In a latest campaign for the same, ZADHR is encouraging health professionals to register to vote.
ZADHR’s campaign titled, #ParticipateEngageInfluence, is targeting health practitioners in the country.
“Our campaign is trying to urge health workers to be more proactive in terms of their civil engagement especially when it comes to politics and mainly the right to participate in choosing leaders.
“Actually there are several studies that health care professionals are not involved in voting processes. The studies say doctors do not participate in registering to vote and voting. This is not only a Zimbabwean challenge but occurs worldwide,” said ZADHR secretary-general Norman Matara.
He added: “It has been observed that physicians are not active, so globally there have been campaigns to try and encourage healthcare professionals to be proactive. This is what we are doing as well, encouraging our doctors and nurses to participate in civic processes.”

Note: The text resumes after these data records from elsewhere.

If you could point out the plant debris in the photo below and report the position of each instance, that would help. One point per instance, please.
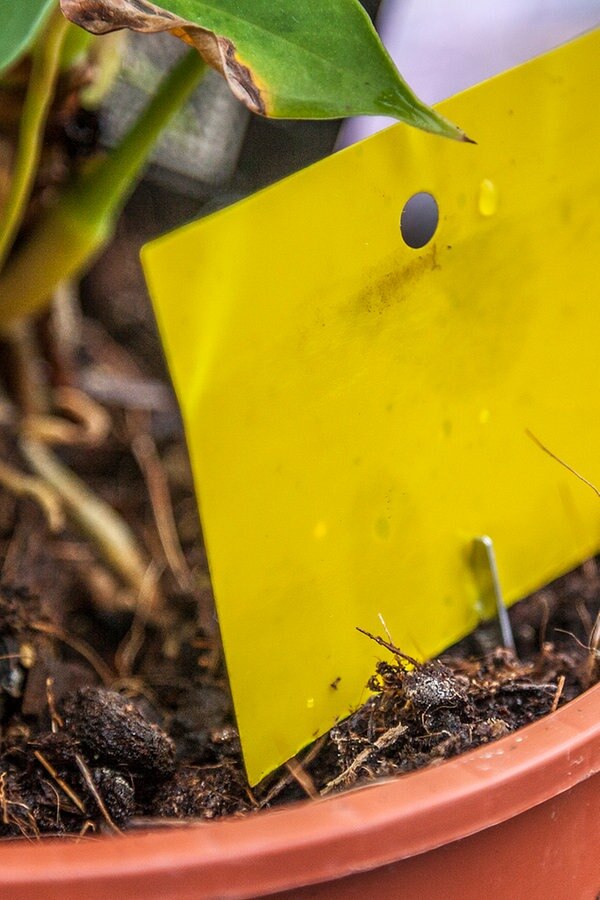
(115, 711)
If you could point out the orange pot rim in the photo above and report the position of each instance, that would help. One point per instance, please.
(316, 841)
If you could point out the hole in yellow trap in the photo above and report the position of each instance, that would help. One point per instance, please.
(419, 219)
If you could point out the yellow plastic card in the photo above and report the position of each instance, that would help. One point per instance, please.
(357, 409)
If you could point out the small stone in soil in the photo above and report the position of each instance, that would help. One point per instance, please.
(113, 732)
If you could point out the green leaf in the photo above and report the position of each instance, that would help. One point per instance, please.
(288, 58)
(21, 21)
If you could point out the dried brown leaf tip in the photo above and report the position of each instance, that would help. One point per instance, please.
(136, 15)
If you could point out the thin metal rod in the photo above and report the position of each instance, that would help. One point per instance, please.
(508, 638)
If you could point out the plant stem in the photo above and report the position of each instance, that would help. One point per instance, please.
(45, 66)
(95, 518)
(82, 221)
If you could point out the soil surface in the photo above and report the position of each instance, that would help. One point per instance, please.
(113, 720)
(114, 706)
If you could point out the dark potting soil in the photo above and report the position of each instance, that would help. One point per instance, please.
(86, 750)
(115, 716)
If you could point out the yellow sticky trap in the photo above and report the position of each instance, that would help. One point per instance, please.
(356, 410)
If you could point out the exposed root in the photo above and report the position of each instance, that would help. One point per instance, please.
(89, 423)
(350, 774)
(104, 672)
(65, 788)
(95, 518)
(46, 497)
(146, 454)
(89, 781)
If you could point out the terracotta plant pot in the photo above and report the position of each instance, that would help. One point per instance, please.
(518, 818)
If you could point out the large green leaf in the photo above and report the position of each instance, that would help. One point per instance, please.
(286, 58)
(20, 21)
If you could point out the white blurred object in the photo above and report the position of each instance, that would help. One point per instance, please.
(442, 47)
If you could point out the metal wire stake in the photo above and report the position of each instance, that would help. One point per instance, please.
(487, 545)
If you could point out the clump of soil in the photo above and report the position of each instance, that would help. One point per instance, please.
(76, 756)
(114, 715)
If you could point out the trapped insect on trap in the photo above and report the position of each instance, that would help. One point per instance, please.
(357, 397)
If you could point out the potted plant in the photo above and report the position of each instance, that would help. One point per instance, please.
(459, 829)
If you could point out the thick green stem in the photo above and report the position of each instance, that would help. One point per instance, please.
(65, 239)
(45, 66)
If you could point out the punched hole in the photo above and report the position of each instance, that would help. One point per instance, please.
(419, 219)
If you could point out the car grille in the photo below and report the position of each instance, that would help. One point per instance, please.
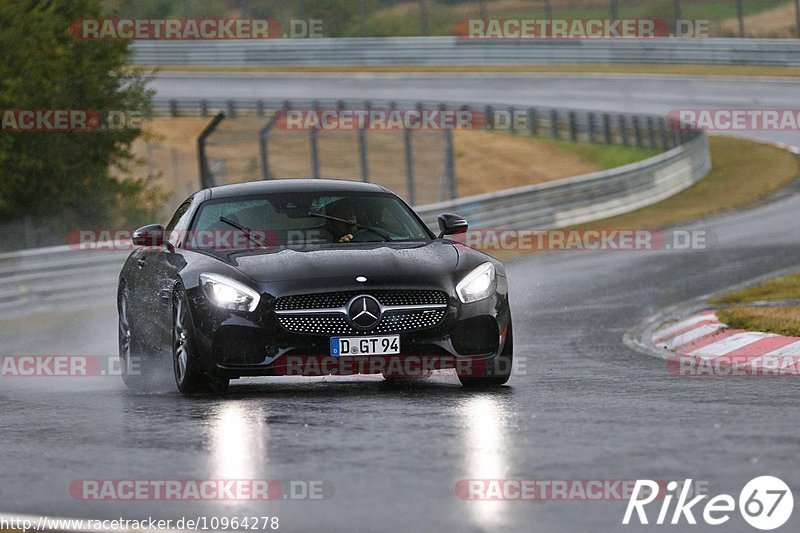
(330, 300)
(323, 314)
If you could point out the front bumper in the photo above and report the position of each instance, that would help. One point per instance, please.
(233, 344)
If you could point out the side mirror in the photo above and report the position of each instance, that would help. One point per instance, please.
(451, 224)
(152, 235)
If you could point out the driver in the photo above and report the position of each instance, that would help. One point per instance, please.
(341, 209)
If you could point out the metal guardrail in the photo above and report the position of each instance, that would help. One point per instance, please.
(583, 198)
(444, 51)
(40, 279)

Matara said they are taking a leaf from American medical practitioners who set up a group to encourage civilians to register and vote.
“These doctors would actually do their campaigns, leading civilians to centres of registration, to register to vote in America.”

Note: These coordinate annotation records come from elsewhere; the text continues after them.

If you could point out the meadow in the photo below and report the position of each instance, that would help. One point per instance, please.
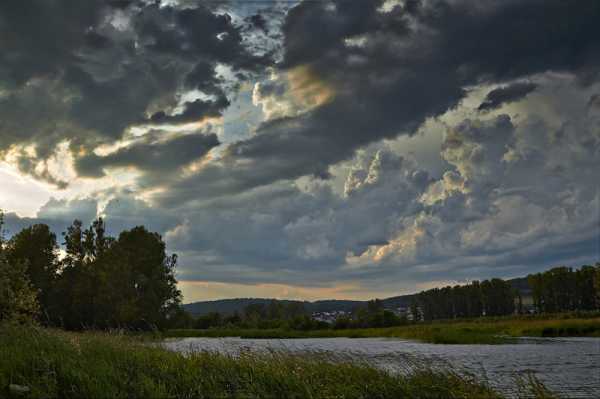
(41, 363)
(475, 331)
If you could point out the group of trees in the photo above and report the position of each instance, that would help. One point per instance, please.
(17, 297)
(563, 289)
(99, 282)
(294, 316)
(275, 314)
(493, 297)
(373, 315)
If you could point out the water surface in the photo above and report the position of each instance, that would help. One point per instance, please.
(568, 366)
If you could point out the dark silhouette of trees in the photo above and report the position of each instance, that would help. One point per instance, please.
(493, 297)
(35, 248)
(18, 299)
(101, 282)
(563, 289)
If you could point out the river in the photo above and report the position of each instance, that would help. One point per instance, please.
(568, 366)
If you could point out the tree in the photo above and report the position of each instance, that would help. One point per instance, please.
(17, 297)
(35, 248)
(150, 275)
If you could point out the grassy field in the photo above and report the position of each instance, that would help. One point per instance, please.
(53, 363)
(477, 331)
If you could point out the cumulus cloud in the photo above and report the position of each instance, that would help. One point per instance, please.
(87, 74)
(506, 94)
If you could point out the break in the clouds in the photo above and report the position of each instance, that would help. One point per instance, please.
(351, 148)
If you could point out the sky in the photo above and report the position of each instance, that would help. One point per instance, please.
(310, 149)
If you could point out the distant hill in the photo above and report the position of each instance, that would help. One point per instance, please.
(229, 306)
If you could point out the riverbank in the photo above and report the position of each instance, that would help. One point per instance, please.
(476, 331)
(39, 363)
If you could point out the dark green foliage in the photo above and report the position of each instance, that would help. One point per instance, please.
(36, 248)
(102, 282)
(563, 289)
(493, 297)
(18, 300)
(91, 365)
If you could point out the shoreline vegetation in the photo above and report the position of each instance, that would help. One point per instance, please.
(475, 331)
(37, 362)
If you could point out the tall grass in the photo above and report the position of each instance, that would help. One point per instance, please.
(476, 331)
(52, 363)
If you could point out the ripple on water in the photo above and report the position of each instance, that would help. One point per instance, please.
(568, 366)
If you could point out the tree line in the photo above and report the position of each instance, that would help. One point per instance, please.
(293, 316)
(99, 281)
(493, 297)
(564, 289)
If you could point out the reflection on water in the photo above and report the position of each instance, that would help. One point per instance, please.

“As ZADHR, we are trying out this similar campaign encouraging people to register to vote and vote for candidates of their choice, so that their voices can actually be heard and then can be proactive in terms of those issues,” he said.
This also comes as the Zimbabwe National Statists Agency (Zimstat) has begun a pilot census across the country’s ten provinces.
The census results will be used in the delimitation of the country’s 120 constituencies ahead of the fast-approaching 2023 harmonised elections.